MIT NANDA’s 2025 State of AI in Business report has been widely covered for a stark finding: 95% of AI pilots fail. To some, that sounded like risk. To operators, it should sound like acceleration.
Pilots fail not because the technology is weak, but because the approach is wrong. Companies that attempt to bolt large language models onto old workflows, or rely on generic off-the-shelf tools, discover their limits quickly. The organizations moving forward are those rethinking from first principles, embedding AI into the core of their processes, and building on infrastructure designed for experimentation at scale.
Adoption Is Ubiquitous
The data confirms that AI is not a niche experiment. While only 40% of companies reported purchasing official LLM subscriptions, over 90% of employees across industries acknowledged regular use of AI tools in their daily work. In practice, nearly every knowledge worker already uses AI for tasks like drafting content, analyzing data, or automating small steps in workflows.
This matters: adoption is not waiting for central IT. It is spreading laterally, from employees up, driven by necessity and convenience. The report notes:
“The most effective AI-buying organizations no longer wait for perfect use cases or central approval. Instead, they drive adoption through distributed experimentation.”
This pattern is durable. Small, fast-moving trials win; bureaucratic, top-down initiatives stall. Organizations that embrace distributed experimentation will not just catch up, they will define the standard.
The Failure of Generic Tools
One CIO interviewed for the report put it bluntly: “Maybe one or two are genuinely useful. The rest are wrappers or science projects.” Most generic, one-size-fits-all tools fail because they cannot capture the domain-specific knowledge that makes a business unique.
The standout performers in the report were those embedding AI directly into workflows, scaling from narrow but high-value footholds. The future is not another general-purpose SaaS wrapper; it is thousands of lightweight, process-specific agents that know your systems, context, and data.

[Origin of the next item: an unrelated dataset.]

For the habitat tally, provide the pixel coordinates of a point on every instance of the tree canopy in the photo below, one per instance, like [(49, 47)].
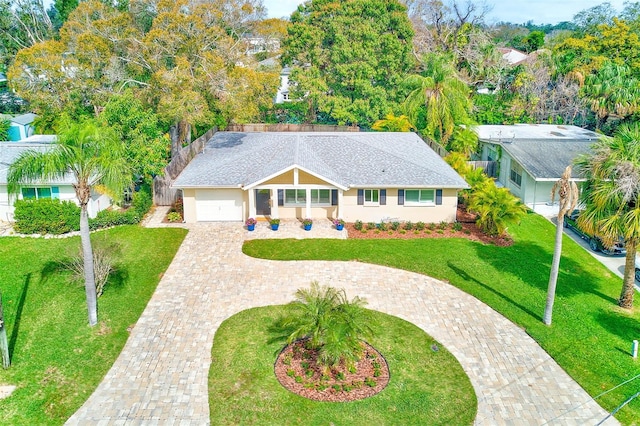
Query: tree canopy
[(349, 57)]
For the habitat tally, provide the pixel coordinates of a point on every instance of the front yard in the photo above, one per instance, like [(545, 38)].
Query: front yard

This is where Agentuity delivers advantage. Our platform eliminates the need for companies to choose between fragile internal builds and overpriced generic platforms. By removing infrastructure overhead, Agentuity makes internal agents both faster to deploy and dramatically less expensive to maintain, finally unlocking the economics that favor bespoke over off-the-shelf.
Speed Determines Outcomes
The report highlights a widening gap in deployment speed. Mid-market companies that succeeded moved from pilot to production in an average of 90 days. Enterprises took nine months or more. The pattern is simple: long pilots collapse, fast cycles succeed.
Delay is failure. The market is changing too quickly for nine-month experiments. Iteration and speed are the difference between capturing value and being left behind.
Agentuity enables this acceleration. By skipping the infrastructure build step, companies move directly from idea to production-ready agent in weeks, not quarters. For executives, this is the critical shift: in AI, time-to-value is not a metric, it is survival. Building AI agents on traditional infrastructure creates unnecessary friction that slows this process.
Back-Office Automation: Hidden ROI
Budgets often flow to sales and marketing — over 50% of GenAI spend, according to the report. Yet the highest ROI frequently comes from automating the back office. The data is clear: 70% of employees prefer AI for drafting emails, 65% for basic analysis. AI has already “won the war for simple work.”
These are not glamorous use cases, but they are transformative. Automating routine processes compounds quickly: each hour saved in accounting, HR, or operations frees resources to focus on higher-value activities. The companies embedding AI into repetitive tasks through sophisticated agent workflows are creating durable competitive advantage, even if the wins look modest at first.
The Lock-In Trap
Executives voiced a recurring concern: once workflows are trained into a system, switching costs become prohibitive. As one executive told the report's authors, "Once we've invested time in training a system to understand our workflows, the switching costs become prohibitive."
This is precisely the wrong future. The AI ecosystem is still too fluid for companies to bet everything on a single vendor or model. What wins today may be obsolete tomorrow. Lock-in kills innovation.
Agentuity prevents this. The platform supports mainstream languages, frameworks, and AI models, with full flexibility for companies to bring their own tools or build custom solutions. This ensures flexibility without compromise, and protects businesses from being forced into vendor lock-in.
Conclusion
The pattern is clear: generic platforms fade, workflow-embedded agents endure. Long pilots collapse, fast cycles succeed. Centralized approvals delay, distributed experimentation scales. The GenAI divide is not between failure and success. It is between those repeating old approaches, and those building for the new reality.